Helena Grabner: Als ich noch klein war, betrieben wir auf unserem Hof Milchwirtschaft, heute haben wir keine Tiere mehr, mein Papa betreibt aber noch eine Forstwirtschaft.

"Krone": Spezielle Erinnerungen an die Kindheit am Bauernhof?
Helena Grabner: Ich habe einen Cousin, der ist ein Jahr jünger als ich, mit dem  habe ich immer im Stall gespielt, und wir durften bald mithelfen. Und der Geruch von frisch geschnittenem Heu ist einzigartig.

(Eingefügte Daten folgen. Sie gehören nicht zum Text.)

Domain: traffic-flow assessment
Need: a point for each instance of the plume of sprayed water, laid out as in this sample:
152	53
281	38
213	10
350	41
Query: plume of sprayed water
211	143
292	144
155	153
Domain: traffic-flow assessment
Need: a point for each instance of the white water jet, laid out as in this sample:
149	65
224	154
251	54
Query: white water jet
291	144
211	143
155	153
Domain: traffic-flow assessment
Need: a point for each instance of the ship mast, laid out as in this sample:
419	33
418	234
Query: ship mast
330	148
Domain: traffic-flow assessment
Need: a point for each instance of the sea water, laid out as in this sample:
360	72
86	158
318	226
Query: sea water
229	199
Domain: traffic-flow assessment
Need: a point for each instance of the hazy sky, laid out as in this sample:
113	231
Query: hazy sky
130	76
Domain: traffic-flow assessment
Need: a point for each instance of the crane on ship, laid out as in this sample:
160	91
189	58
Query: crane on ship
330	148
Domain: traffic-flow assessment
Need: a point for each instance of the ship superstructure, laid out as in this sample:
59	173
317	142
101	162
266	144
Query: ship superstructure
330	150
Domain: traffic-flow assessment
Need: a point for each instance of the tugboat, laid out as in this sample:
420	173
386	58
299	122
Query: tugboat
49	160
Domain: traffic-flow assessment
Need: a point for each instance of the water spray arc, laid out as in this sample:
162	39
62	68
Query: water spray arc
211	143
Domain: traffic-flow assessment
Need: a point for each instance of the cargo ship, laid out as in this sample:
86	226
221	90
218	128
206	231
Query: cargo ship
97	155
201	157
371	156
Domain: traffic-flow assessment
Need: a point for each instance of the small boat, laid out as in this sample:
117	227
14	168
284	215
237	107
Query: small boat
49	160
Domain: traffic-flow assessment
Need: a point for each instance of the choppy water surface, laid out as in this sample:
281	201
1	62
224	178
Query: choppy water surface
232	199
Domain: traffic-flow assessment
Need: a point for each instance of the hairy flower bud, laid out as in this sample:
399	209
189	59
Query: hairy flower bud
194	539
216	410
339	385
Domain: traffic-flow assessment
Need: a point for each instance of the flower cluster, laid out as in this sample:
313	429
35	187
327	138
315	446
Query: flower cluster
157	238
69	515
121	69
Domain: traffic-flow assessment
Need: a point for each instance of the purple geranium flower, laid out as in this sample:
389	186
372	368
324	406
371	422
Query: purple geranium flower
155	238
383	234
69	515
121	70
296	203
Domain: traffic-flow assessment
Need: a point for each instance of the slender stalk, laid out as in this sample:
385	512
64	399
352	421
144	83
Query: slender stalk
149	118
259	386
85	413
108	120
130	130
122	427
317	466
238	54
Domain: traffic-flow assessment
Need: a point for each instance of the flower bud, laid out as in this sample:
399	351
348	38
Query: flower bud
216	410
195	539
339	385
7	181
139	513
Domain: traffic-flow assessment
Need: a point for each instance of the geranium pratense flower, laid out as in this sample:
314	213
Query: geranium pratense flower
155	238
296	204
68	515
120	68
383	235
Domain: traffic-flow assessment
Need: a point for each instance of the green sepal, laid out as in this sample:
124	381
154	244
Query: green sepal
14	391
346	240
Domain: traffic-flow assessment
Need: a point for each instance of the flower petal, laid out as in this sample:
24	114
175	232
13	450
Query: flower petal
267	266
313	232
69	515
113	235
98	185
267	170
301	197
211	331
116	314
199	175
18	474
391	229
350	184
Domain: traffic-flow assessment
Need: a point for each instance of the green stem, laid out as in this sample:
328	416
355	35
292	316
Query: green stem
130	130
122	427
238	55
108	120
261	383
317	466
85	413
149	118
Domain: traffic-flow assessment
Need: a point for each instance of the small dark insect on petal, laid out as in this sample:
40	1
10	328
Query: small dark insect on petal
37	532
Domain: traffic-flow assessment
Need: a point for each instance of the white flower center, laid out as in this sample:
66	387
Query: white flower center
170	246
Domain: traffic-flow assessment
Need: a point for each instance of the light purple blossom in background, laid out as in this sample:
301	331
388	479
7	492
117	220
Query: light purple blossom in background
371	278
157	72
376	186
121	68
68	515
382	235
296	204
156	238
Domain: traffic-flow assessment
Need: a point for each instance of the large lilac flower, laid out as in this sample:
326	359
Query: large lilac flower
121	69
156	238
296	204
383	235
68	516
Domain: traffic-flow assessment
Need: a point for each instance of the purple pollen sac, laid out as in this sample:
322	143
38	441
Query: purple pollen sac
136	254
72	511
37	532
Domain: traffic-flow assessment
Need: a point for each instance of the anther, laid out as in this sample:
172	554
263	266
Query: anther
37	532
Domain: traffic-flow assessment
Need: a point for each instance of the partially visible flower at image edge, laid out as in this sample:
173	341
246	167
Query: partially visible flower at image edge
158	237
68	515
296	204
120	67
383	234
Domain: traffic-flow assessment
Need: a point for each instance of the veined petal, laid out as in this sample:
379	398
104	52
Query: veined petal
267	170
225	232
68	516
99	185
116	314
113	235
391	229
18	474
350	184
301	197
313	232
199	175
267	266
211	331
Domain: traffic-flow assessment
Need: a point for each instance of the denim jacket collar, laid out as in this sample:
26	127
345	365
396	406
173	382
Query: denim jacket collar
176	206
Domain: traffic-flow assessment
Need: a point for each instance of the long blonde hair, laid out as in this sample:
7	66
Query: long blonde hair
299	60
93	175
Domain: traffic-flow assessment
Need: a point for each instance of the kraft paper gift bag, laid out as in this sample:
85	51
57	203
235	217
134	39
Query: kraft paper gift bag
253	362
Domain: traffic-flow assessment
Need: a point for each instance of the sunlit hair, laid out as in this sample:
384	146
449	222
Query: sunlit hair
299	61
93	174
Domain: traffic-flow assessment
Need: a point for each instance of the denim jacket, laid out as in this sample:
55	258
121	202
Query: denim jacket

"Krone": Und wie schaut’s heute so beim Anpacken daheim aus?
Helena Grabner: Ich  studiere Jus in Salzburg, komme  unter  der  Woche nicht dazu. Aber ich fahre fast jedes Wochenende nach Hause, und  wenn dann etwa Holz gemacht gehört, helfe ich  dem Papa und dem Opa im Wald. Ich schau’ etwa, wie die Bäume fallen dürfen. Beim Abtransport kann  ich mittlerweile mithelfen, weil ich ja den Traktor-Führerschein habe, der gehört bei uns einfach dazu.

"Krone": Schwere Arbeit macht Ihnen also nichts aus?
Helena Grabner: Im Gegenteil,  danach spürt man, dass der Körper etwas geleistet hat. Zudem  bin ich gerne in der Natur. Bei mir in Burgkirchen habe ich das Fitnessstudio direkt vor meiner Haustüre.


"Krone": Was können  Ihrer Meinung nach Mädchen vom Land besser  als  die von der Stadt?
Helena Grabner: Sie können gewisse Dinge  wohl etwas mehr wertschätzen, und ich denke, bei uns am Land herrscht mehr Zusammenhalt. Das merke ich immer beim Fußball.

"Krone": Welchem  Team schauen Sie denn gerne zu?
Helena Grabner: Ich spiele selbst. Derzeit bei Liefering in der Abwehr, früher daheim beim UFC Burgkirchen. Dort habe ich  auch  als Trainerin im Nachwuchs gearbeitet.  Das hat mir wirklich viel Spaß gemacht und daher trainiere ich jetzt  auch in Salzburg nebenbei die kleinen Kinder in der Leichtathletik.

Interview: Andi Schwantner, Kronen  Zeitung

STECKBRIEF

Name: Helena Grabner
Wohnort:  Burgkirchen und Salzburg
Alter: 19 Jahre
Beruf: Studentin
Sternzeichen: Wassermann
Lieblingsort: Daheim bei der Familie, Paris und Ibiza
Zuletzt gelesen: "Alle sieben Wellen"
Das mag ich: Regionales Essen, Tiere, Ehrlichkeit, Fußball
Das mag ich nicht: Lügen, Streit, Ungerechtigkeit
Stärke: Kreativ, zielstrebig
Schwäche: Ungeduld
Typisch ich: Ich folge stets meinem Sturschädel.
Lebensmotto: Nur tote Fische schwimmen mit dem Strom.